New Evidence Linking Drug Shortages to Poor Outcomes
The New England Journal of Medicine recently published a report on the impact of drug shortages on children with cancer (Metzger, Billet, & Link, 2012). Mechlorethamine (nitrogen mustard) is an essential agent used in the treatment of Hodgkin lymphoma; this agent, one of our oldest therapeutic drugs, has been in use for over 5 decades (Metzger, Billet, & Link, 2012). In 2002, the Pediatric Hodgkin Lymphoma Consortium switched to the use of the Stanford V regimen from the previous standard of mechlorethamine, vincristine, procarbazine, and prednisone (MOPP). Stanford V includes mechlorethamine, vinblastine, doxorubicin, vincristine, bleomycin, etoposide, and prednisone given in a shorter course of therapy without procarbazine, helping to preserve fertility and reduce the risk of secondary leukemia and other side effects as seen with the use of MOPP (Metzger, Billet, & Link, 2012).When mechlorethamine was in short supply in 2009, the Consortium decided to substitute cyclophosphamide based on a review of the literature suggesting the substitution was safe, although no randomized study had demonstrated equivalence in efficacy (Metzger, Billet, & Link, 2012).The authors of the study compared the probability of event-free survival among 181 patients treated with the original Stanford V regimen vs. the modified regimen using cyclophosphamide. The retrospective comparison demonstrated that substituting cyclophosphamide for mechlorethamine was significantly less effective, with a 2-year event-free survival of 75% for the cyclophosphamidepatients vs. 88% for the mechlorethaminepatients. As none of the patients in the study has died, a survival difference cannot yet be ascertained. But the treatment for patients who relapsed included more toxic salvage therapies with intensive cytoreduction followed by autologous stem-cell transplantation, therapies that carry significantly more side effects (Metzger, Billet, & Link, 2012).Since approximately 80% of children with cancer can potentially be cured of their disease, shortages of vital therapies can have significant and potentially devastating effects on our patients (Metzger, Billet, & Link, 2012). Substitutions of different therapies for those treatments unavailable due to manufacturing or other problems may produce negative effects on outcomes for patients, as evidenced by the study discussed here.
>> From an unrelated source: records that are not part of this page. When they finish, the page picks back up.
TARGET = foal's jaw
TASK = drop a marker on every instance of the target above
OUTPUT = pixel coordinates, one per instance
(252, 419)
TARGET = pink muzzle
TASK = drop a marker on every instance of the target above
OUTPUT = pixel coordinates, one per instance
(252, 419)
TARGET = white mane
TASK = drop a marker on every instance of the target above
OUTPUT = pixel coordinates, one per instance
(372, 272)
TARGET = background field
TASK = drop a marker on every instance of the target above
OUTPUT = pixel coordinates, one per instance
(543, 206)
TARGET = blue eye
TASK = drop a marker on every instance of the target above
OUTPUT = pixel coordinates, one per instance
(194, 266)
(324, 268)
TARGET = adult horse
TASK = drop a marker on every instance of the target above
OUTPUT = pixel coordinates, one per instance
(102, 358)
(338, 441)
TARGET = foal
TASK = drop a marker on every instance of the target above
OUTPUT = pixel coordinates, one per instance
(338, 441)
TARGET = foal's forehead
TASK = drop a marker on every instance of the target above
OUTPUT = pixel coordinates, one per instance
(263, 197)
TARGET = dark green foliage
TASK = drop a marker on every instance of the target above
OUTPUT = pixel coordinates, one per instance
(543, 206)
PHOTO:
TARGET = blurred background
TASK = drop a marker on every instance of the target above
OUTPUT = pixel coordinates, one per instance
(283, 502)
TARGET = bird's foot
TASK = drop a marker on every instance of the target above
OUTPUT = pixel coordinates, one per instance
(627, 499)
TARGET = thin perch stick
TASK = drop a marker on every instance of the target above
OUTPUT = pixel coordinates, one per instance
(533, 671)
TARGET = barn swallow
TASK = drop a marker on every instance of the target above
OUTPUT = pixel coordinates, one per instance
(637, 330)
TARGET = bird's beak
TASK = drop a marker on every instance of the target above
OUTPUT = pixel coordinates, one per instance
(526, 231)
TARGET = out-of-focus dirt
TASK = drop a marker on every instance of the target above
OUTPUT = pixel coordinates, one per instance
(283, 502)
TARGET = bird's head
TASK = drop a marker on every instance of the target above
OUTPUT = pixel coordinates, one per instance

FDA Approval of Generic Doxil
In a move designed to address the oncology drug shortages and help patients get needed therapies as soon as possible, the US Food and Drug Administration (FDA) is using a system to make the review process of generic medications move more quickly. A generic version of Doxil (liposomal doxorubicin), a drug currently on the shortage list, has just been approved (Clarke, 2013). This development will help meet the demand for Doxil. (The generic form of Doxil, which contains the same active ingredient as the branded version, had not previously been approved in the United States.) Approval of the new generic form of Doxil represents enforcement discretion by the FDA for the present time, although approval could change in the future (FDA, 2013).
Taking Action
The Metzger et al. study previously discussed represents the first objective evidence that substitution based on drug shortages can lead to a significant change in event-free survival. When oncology advanced practitioners sit on hospital committees struggling with action plans to combat drug shortages, the negative outcomes seen in the Metzger et al. study should be referenced. The authors of a recently published paper on the ethical aspects of managing drug shortages have recommended that management of shortages include standard of care guidelines to ensure that all patients receive the appropriate therapy for their disease (Valgus, Singer, Berry, & Rathmell, 2013).Drug substitution may have a more significant effect on patient outcomes than previously thought and should be considered when developing guidelines. Unfortunately, oncology drug shortages have become routine. Standard of care guidelines may provide a framework to help manage this critical problem in oncology care.